As a further improvement of the invention, in step S1, the humidity control range of the opening and carding is 45% -60%; the temperature control range is 20-30 ℃; the humidity control range of the roving is 40% -65%; the temperature control range is 20-30 ℃; in step S2, the moisture control range of the core spun yarn is 40% to 65%; the temperature control range is 20-30 ℃.
As a further improvement of the invention, the carding cylinder speed is 300-; the doffer speed is 100-500 r/min; the feeding linear speed is 0.1-5 m/min;
the drafting multiple of the roving is 2-12 times; the roving ration is 200 and 800 tex;
the twist coefficient of the core-spun yarn is 250-500, and the spindle speed is 6000-12000 r/min; the fineness of the double-layer composite covering yarn is 20-80 tex.
As a further improvement of the present invention, in step S4, the process parameters of the friction core-spun yarn include: a middle carding roller: 2000-15000 r/min; rubbing the roller: 2000-18000 r/min; the humidity control range is as follows: 40% -65%; the temperature control range is as follows: 20-30 ℃.

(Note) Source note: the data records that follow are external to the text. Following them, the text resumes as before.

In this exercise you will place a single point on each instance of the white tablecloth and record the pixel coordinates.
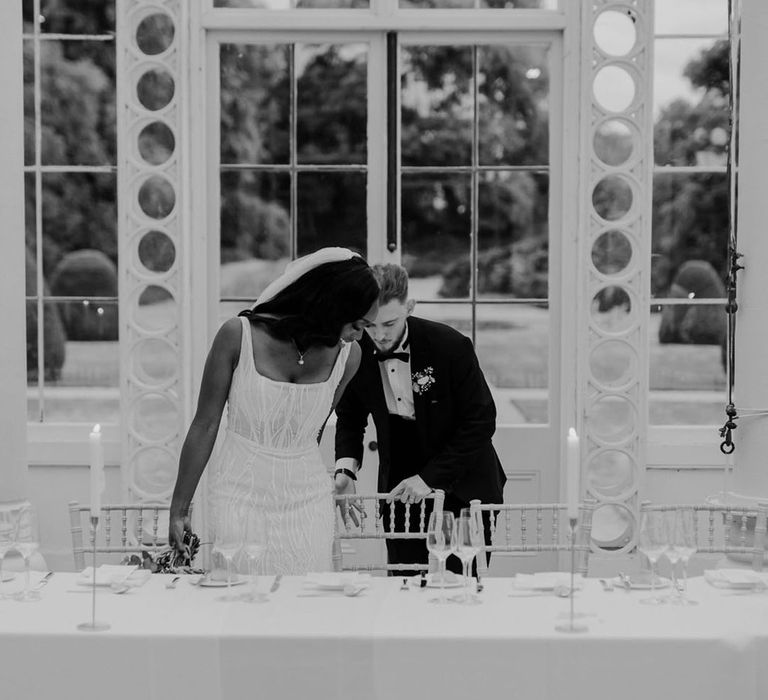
(385, 643)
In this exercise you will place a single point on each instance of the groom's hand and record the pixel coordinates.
(355, 511)
(410, 490)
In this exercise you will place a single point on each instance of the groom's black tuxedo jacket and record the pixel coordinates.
(455, 416)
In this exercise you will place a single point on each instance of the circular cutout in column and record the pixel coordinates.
(157, 197)
(611, 252)
(154, 472)
(612, 418)
(612, 310)
(612, 197)
(614, 142)
(156, 251)
(613, 363)
(154, 361)
(614, 89)
(154, 418)
(156, 143)
(155, 89)
(611, 473)
(155, 34)
(156, 310)
(613, 526)
(615, 32)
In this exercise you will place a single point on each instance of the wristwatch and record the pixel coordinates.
(346, 472)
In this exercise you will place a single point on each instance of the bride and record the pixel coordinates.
(281, 366)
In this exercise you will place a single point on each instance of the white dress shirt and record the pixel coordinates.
(396, 381)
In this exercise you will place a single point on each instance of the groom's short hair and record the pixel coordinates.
(393, 282)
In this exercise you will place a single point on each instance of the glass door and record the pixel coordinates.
(441, 151)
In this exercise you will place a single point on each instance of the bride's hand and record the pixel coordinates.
(177, 526)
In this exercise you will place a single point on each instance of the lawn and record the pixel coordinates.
(687, 381)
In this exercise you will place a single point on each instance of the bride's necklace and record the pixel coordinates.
(301, 354)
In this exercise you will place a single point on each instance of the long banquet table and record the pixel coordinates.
(385, 643)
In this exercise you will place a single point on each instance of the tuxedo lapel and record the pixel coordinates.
(419, 346)
(370, 377)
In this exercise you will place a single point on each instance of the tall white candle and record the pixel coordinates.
(573, 469)
(97, 470)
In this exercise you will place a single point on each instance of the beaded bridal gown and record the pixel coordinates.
(270, 459)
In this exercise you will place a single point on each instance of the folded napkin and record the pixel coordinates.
(735, 578)
(335, 581)
(546, 581)
(106, 574)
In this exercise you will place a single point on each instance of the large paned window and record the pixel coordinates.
(70, 185)
(304, 164)
(689, 263)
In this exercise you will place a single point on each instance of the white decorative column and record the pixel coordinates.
(151, 70)
(750, 474)
(614, 254)
(13, 377)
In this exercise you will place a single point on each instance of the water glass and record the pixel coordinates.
(9, 523)
(683, 538)
(227, 541)
(652, 541)
(254, 546)
(441, 531)
(469, 541)
(27, 543)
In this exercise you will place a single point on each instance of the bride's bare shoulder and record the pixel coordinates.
(229, 334)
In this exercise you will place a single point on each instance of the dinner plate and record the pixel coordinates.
(642, 582)
(734, 578)
(546, 581)
(433, 580)
(334, 581)
(107, 574)
(218, 583)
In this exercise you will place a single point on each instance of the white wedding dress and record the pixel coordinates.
(270, 459)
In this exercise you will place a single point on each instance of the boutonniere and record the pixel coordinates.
(423, 381)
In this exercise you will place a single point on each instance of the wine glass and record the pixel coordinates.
(227, 541)
(469, 541)
(440, 538)
(674, 555)
(254, 546)
(652, 542)
(9, 522)
(683, 535)
(27, 543)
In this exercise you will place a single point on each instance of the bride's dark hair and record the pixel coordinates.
(314, 309)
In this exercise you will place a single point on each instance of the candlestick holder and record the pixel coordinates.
(93, 625)
(571, 625)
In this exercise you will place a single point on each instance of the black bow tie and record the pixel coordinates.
(382, 356)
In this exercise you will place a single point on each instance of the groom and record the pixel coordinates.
(433, 411)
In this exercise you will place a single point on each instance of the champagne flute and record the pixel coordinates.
(441, 532)
(652, 542)
(684, 536)
(9, 522)
(469, 541)
(674, 555)
(27, 543)
(254, 546)
(227, 541)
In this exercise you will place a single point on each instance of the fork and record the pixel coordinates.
(43, 581)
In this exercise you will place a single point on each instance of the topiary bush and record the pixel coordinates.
(54, 338)
(704, 324)
(87, 273)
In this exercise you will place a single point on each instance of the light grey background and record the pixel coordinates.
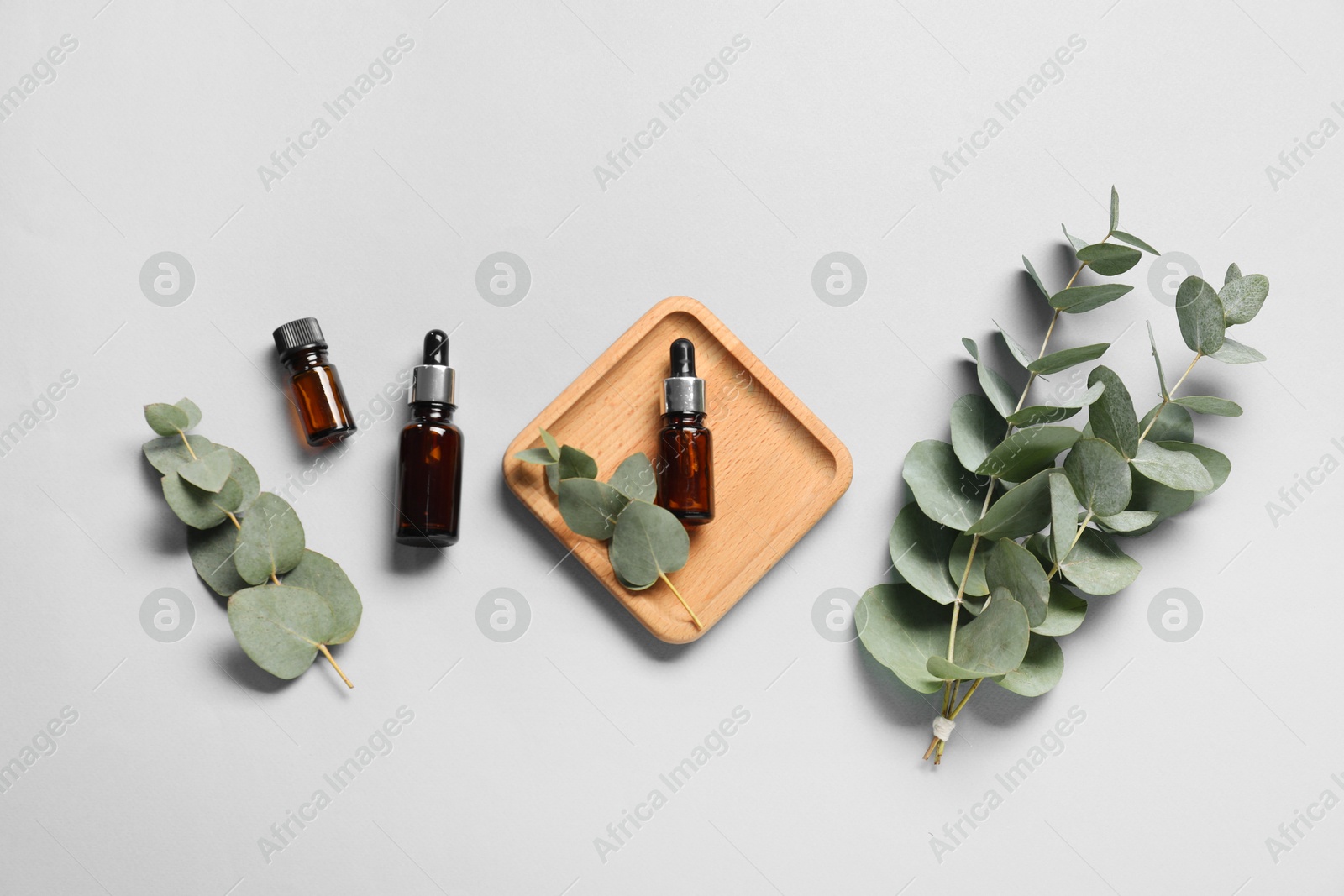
(820, 140)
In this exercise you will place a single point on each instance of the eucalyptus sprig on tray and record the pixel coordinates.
(242, 540)
(647, 542)
(1000, 540)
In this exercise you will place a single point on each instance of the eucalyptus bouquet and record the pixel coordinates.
(1001, 540)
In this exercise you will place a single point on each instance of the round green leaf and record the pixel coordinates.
(1173, 423)
(1210, 405)
(976, 429)
(213, 557)
(992, 644)
(648, 542)
(198, 508)
(1179, 470)
(1015, 570)
(591, 506)
(270, 540)
(976, 586)
(280, 626)
(208, 472)
(1112, 416)
(1065, 613)
(902, 631)
(1068, 358)
(1077, 300)
(920, 550)
(168, 452)
(165, 419)
(1100, 476)
(635, 479)
(327, 579)
(945, 490)
(1109, 259)
(1099, 566)
(1028, 452)
(1242, 297)
(1200, 316)
(1021, 511)
(1039, 669)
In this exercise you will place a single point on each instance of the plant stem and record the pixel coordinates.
(331, 660)
(1167, 399)
(694, 618)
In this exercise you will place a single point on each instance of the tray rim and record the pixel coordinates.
(591, 553)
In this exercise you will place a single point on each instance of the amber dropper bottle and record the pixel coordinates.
(685, 456)
(429, 473)
(313, 382)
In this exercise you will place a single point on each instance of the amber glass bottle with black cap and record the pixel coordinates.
(313, 382)
(429, 472)
(685, 456)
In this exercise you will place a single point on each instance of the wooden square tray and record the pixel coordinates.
(777, 469)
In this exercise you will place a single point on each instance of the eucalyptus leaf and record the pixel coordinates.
(976, 586)
(165, 419)
(1200, 316)
(591, 506)
(1035, 277)
(1063, 510)
(575, 464)
(1097, 566)
(976, 429)
(168, 453)
(1039, 669)
(1243, 297)
(920, 550)
(1100, 477)
(1065, 614)
(208, 472)
(280, 626)
(648, 543)
(213, 557)
(1126, 520)
(1077, 300)
(635, 479)
(1027, 452)
(270, 540)
(947, 493)
(1173, 469)
(1234, 352)
(1021, 511)
(1173, 422)
(1054, 412)
(992, 644)
(198, 508)
(1015, 348)
(1135, 241)
(995, 385)
(1015, 570)
(324, 577)
(1068, 358)
(1158, 360)
(900, 629)
(1215, 463)
(1109, 259)
(190, 409)
(1210, 405)
(1112, 416)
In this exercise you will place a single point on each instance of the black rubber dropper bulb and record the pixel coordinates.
(436, 348)
(683, 358)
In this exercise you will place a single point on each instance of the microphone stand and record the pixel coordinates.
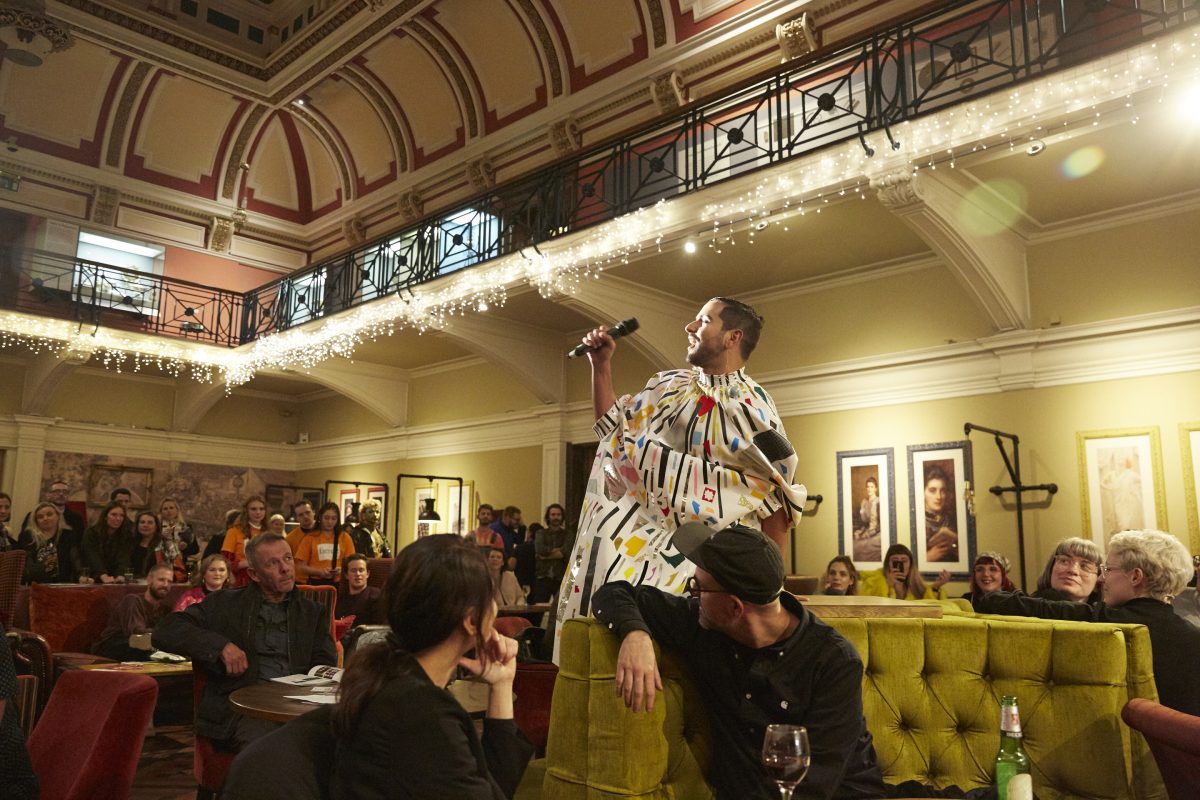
(1014, 473)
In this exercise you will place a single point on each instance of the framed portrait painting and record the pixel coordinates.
(1121, 481)
(348, 501)
(867, 506)
(379, 494)
(1189, 446)
(424, 498)
(942, 533)
(457, 513)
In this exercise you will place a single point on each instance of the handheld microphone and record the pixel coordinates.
(616, 331)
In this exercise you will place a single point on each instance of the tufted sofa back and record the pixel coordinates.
(931, 697)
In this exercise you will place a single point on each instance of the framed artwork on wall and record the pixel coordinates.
(457, 516)
(1121, 481)
(942, 531)
(347, 500)
(867, 505)
(379, 494)
(423, 499)
(1189, 447)
(105, 477)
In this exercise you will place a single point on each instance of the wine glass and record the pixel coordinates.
(786, 756)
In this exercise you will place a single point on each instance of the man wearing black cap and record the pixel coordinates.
(757, 657)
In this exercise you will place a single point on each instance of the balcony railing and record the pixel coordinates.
(963, 50)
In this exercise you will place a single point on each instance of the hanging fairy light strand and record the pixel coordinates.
(1065, 102)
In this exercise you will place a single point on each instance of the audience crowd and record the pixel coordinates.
(243, 619)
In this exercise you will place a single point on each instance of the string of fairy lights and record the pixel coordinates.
(1116, 88)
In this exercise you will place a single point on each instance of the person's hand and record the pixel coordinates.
(943, 578)
(637, 672)
(601, 344)
(502, 661)
(234, 659)
(941, 545)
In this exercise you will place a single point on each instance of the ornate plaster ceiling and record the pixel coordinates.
(361, 113)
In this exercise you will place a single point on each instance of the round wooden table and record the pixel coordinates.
(269, 699)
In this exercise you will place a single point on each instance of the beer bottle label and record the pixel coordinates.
(1009, 721)
(1020, 787)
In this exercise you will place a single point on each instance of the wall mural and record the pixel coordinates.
(204, 492)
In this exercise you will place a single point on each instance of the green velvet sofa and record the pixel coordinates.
(931, 693)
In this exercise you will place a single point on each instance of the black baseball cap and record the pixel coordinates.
(743, 560)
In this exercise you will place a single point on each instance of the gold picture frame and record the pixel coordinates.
(1121, 481)
(1189, 452)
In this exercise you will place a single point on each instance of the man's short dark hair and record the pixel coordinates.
(737, 316)
(256, 542)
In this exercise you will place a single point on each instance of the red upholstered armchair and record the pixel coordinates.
(1174, 738)
(89, 739)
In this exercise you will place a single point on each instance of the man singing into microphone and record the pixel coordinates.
(695, 445)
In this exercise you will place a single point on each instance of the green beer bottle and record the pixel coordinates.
(1013, 779)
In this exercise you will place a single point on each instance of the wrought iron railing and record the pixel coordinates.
(961, 50)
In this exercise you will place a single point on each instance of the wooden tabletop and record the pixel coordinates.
(269, 699)
(145, 667)
(868, 606)
(516, 611)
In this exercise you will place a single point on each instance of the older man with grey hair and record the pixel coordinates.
(240, 636)
(1143, 571)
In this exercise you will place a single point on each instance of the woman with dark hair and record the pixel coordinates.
(1072, 572)
(249, 524)
(147, 539)
(899, 578)
(106, 548)
(213, 576)
(354, 596)
(7, 537)
(400, 733)
(841, 577)
(317, 564)
(989, 575)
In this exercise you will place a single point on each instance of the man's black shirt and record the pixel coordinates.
(811, 678)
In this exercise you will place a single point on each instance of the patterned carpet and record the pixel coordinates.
(165, 770)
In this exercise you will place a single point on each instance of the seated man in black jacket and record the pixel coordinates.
(1141, 571)
(240, 636)
(757, 657)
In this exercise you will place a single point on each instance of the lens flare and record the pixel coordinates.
(994, 206)
(1083, 162)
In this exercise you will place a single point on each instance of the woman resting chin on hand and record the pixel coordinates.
(401, 734)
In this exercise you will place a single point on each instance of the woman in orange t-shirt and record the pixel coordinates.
(249, 524)
(315, 553)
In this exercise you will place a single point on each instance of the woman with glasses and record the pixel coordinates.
(1072, 572)
(1141, 573)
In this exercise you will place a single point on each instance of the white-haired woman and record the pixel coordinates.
(1140, 575)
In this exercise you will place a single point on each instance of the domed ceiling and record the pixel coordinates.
(310, 114)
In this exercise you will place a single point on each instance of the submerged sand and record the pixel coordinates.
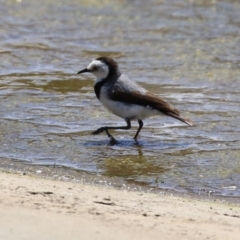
(37, 208)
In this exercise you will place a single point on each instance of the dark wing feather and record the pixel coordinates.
(148, 99)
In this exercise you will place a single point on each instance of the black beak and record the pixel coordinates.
(84, 70)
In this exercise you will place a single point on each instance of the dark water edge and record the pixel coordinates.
(66, 174)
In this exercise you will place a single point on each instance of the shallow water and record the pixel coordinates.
(185, 51)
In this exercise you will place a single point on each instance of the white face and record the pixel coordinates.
(99, 69)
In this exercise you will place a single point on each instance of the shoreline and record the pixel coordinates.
(40, 208)
(61, 173)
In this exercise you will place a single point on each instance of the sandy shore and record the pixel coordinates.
(36, 208)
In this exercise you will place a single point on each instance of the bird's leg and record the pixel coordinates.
(102, 129)
(140, 122)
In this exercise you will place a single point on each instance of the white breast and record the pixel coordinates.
(126, 110)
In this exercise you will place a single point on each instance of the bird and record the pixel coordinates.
(126, 98)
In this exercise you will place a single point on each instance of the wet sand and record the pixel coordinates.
(37, 208)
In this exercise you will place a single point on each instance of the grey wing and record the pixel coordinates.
(126, 85)
(126, 90)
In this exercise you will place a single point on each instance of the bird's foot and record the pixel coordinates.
(102, 129)
(99, 130)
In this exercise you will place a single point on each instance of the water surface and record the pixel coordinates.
(187, 52)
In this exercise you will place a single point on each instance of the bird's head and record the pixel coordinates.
(102, 68)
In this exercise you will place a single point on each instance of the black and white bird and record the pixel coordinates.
(124, 97)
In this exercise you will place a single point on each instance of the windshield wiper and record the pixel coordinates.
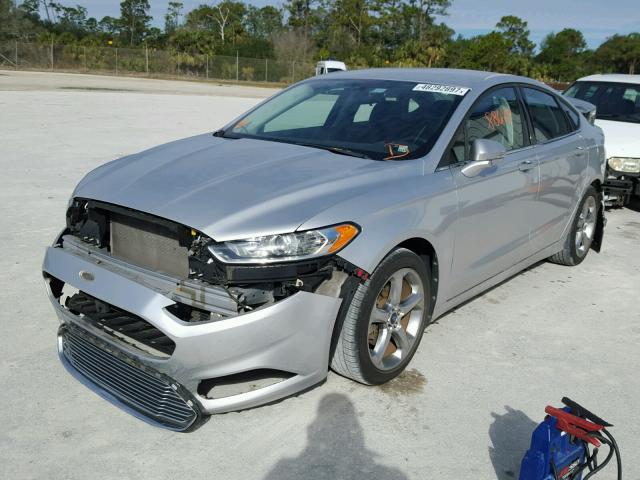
(337, 150)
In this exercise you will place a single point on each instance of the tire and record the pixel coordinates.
(585, 222)
(374, 353)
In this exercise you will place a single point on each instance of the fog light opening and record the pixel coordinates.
(239, 383)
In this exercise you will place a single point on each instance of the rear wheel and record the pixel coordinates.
(385, 320)
(583, 231)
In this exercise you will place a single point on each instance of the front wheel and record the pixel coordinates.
(582, 233)
(385, 320)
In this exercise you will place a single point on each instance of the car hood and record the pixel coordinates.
(231, 189)
(621, 139)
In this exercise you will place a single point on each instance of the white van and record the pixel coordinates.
(328, 66)
(617, 98)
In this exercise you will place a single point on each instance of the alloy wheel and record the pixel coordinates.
(586, 226)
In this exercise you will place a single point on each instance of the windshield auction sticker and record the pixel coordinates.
(446, 89)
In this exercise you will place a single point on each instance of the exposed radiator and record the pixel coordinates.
(148, 245)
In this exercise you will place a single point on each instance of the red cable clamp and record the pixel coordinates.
(576, 426)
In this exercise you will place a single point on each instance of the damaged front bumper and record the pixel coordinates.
(268, 353)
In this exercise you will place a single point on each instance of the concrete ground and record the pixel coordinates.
(465, 410)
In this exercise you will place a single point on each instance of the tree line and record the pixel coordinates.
(363, 33)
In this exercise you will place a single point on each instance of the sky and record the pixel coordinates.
(597, 19)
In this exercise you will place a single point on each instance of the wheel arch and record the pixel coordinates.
(425, 250)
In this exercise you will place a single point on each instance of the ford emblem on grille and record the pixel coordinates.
(88, 276)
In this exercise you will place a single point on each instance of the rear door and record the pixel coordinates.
(562, 156)
(495, 207)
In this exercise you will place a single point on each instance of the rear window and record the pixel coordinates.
(619, 102)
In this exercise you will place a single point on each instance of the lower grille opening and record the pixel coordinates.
(188, 313)
(156, 397)
(239, 383)
(124, 326)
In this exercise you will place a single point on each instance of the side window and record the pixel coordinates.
(458, 151)
(497, 116)
(547, 117)
(572, 115)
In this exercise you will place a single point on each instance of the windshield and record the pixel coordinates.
(377, 119)
(614, 101)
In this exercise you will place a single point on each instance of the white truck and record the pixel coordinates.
(617, 99)
(327, 66)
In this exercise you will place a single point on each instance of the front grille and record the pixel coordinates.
(156, 397)
(121, 324)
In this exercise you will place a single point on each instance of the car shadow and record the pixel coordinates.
(335, 448)
(510, 435)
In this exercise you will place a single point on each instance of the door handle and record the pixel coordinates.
(526, 165)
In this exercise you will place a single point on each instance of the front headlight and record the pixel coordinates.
(286, 246)
(625, 164)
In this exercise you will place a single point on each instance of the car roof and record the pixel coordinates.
(611, 77)
(329, 63)
(443, 76)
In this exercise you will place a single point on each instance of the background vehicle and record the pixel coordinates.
(327, 226)
(617, 98)
(328, 66)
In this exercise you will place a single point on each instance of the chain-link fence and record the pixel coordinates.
(151, 62)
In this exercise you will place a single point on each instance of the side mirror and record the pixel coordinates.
(482, 155)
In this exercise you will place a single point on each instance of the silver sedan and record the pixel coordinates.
(325, 228)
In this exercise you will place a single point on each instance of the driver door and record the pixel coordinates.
(495, 207)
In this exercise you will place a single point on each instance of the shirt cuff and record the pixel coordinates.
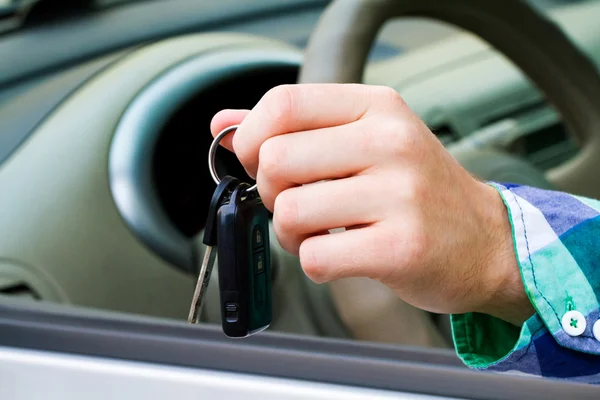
(557, 244)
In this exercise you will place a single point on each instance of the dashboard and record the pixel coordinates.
(104, 129)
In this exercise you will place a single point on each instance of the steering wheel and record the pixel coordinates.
(337, 53)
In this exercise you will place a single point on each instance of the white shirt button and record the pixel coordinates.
(574, 323)
(596, 330)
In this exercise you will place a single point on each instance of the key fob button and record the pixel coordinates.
(257, 238)
(231, 312)
(259, 262)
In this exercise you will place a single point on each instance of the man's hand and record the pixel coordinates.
(415, 219)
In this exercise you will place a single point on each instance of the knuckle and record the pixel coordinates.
(285, 214)
(392, 99)
(271, 158)
(388, 138)
(397, 138)
(278, 103)
(312, 266)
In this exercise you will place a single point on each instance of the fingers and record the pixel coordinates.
(304, 211)
(293, 108)
(312, 156)
(224, 119)
(364, 252)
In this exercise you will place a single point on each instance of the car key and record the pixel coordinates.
(220, 196)
(244, 264)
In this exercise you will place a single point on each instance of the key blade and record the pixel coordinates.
(208, 263)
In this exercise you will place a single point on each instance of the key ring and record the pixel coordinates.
(213, 150)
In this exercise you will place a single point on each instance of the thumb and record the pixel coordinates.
(224, 119)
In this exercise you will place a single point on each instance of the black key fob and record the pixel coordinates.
(244, 264)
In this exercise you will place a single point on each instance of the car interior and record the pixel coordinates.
(105, 109)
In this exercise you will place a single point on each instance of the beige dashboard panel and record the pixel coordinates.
(58, 215)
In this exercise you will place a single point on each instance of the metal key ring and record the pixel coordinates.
(213, 150)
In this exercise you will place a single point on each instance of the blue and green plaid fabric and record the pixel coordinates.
(557, 243)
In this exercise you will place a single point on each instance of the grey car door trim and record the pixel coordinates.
(120, 336)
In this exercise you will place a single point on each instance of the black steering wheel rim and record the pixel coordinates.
(338, 49)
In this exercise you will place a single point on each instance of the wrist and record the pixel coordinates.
(502, 288)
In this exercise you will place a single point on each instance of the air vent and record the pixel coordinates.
(445, 133)
(18, 289)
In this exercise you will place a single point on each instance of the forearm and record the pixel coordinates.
(556, 241)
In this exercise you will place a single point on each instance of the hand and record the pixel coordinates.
(415, 219)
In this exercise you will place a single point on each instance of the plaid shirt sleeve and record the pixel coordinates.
(557, 243)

As a further improvement of the present invention, in step S1, the hydrophilic modified chitosan fiber is obtained by hydrophilic modification of chitosan fiber with one or more of carboxyl group, sulfonic group or phosphoric group.
As a further improvement of the present invention, in step S2, the strength filament or yarn is a polylactic acid filament or yarn, and has a fineness of 20 denier to 800 denier and a strength of 2N to 20N.
As a further improvement of the present invention, in step S3, the acid solution includes, but is not limited to, sulfuric acid, acetic acid or hydrochloric acid.
The invention also provides a multilayer composite core-spun yarn fabric based on the hydrophilic modified chitosan fiber, which is woven by adopting any one of the multilayer composite core-spun yarns based on the hydrophilic modified chitosan fiber.
As a further improvement of the invention, the multilayer composite core-spun yarn fabric based on the hydrophilic modified chitosan fiber is used for wound hemostasis in vitro or in vivo.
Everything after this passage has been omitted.